Je me relève et pose ma main par dessus la sienne, tentant tant bien que mal de le rassurer.

« Hey, calme toi, tout va bien ! Tu es bien vivant, et t'imagines même pas comme on est heureux de te revoir. Mais, c'est vrai qu'on ne sait pas comment ça se fait que tu le sois.. Jusque hier j'en savais rien moi. On- on était en Sokovie, ta sœur, Natasha et moi.. On voulait d'ailleurs te rendre un hommage quand.. Bah on t'a retrouvé dans une sorte d'hôpital abandonné.. Les taré d'Hydra ont Dieu seul sait comment réussit à te réanimer. »

Ses yeux deviennent rouges et vitreux, j'ai le sentiment qu'il se retient de pleurer. Il ne lâche pas mon bras.

« Un hommage.. ? Mais ça fait combien de temps ? »

Sa voix est tremblante et son accent est d'autant plus marqué.
Je le regarde d'un regard compatissant, touché de le voir dans cet état.

« Un an. »

Il prend une soudaine inspiration, comme s'il avait été en apnée jusque là. Inquiet, j'ai le réflexe de lui serrer la main. Je reprends ensuite :

« Hey, gamin, t'inquiète pas ! C'est fini maintenant, t'es de retour parmi nous et on est là pour toi, Wanda, moi, tout le monde. On laissera plus personne te faire du mal, j'te le promet.»

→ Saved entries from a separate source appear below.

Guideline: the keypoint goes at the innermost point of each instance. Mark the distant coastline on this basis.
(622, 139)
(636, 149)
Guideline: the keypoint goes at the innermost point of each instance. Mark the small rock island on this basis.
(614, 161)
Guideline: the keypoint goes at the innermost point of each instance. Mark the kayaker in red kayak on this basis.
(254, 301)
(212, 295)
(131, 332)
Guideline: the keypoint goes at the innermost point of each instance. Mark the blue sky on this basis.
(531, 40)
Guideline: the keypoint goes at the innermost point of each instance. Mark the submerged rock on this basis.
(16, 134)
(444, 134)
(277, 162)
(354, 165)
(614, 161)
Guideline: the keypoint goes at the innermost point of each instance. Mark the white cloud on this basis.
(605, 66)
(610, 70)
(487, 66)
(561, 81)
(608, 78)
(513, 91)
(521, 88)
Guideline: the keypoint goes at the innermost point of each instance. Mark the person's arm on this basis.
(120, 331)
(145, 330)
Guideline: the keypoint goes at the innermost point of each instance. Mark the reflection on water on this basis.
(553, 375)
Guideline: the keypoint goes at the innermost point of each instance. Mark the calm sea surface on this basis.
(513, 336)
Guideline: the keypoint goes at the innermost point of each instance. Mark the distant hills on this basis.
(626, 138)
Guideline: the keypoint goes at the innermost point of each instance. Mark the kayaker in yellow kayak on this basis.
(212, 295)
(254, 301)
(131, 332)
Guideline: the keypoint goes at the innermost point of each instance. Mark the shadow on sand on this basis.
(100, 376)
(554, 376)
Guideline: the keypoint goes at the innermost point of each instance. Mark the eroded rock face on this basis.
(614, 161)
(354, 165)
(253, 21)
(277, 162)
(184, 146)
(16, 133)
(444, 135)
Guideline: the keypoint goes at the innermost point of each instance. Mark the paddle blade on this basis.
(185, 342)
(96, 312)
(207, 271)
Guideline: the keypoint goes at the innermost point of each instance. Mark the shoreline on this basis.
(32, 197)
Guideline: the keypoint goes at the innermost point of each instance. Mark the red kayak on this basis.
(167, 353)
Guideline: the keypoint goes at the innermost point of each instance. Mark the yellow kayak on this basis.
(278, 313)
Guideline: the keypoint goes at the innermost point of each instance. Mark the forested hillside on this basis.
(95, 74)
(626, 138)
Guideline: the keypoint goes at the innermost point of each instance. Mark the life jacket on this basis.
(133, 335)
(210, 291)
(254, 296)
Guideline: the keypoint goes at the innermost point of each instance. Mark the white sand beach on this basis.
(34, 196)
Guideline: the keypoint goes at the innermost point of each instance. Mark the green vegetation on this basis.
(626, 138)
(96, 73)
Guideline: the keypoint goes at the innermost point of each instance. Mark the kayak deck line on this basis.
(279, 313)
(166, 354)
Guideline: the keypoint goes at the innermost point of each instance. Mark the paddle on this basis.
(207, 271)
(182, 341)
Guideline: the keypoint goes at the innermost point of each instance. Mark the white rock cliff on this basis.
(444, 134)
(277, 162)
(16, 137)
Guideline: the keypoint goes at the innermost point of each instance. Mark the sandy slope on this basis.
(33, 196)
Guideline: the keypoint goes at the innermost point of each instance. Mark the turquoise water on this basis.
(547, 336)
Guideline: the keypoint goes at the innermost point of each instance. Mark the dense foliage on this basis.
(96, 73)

Je lui souris avec bienveillance et viens tout naturellement le prendre dans mes bras. Il semble une nouvelle fois surpris par mon geste mais vient tout de même se blottir contre moi. Je sens son souffle chaud sur mon épaule quand je viens lui caresser le dos. Qui aurait cru il y a un an que j'aurais pu faire un câlin à ce petit con ? Et dire que j'en avais rêvé pendant toute l'année.. -
Je le sens peu de temps après poser sa tête sur mon épaule, se décontractant un peu. J'ai le sentiment qu'il se laisse enfin pleurer, ce que je pu confirmer rapidement en l'entendant renifler. Je ne sais pas trop pourquoi mais ça me fait sourire. Savoir que ce petit merdeux a des faiblesses et un cœur comme tout le monde le rend plus accessible et donc d'autant plus touchant. - Je ferme les yeux et profite de ce petit moment de calme qui, après tout ce stresse me fait tellement de bien. Au même moment, je me fait la promesse de m'occuper de lui toute ma vie. Après tout, je le lui dois bien.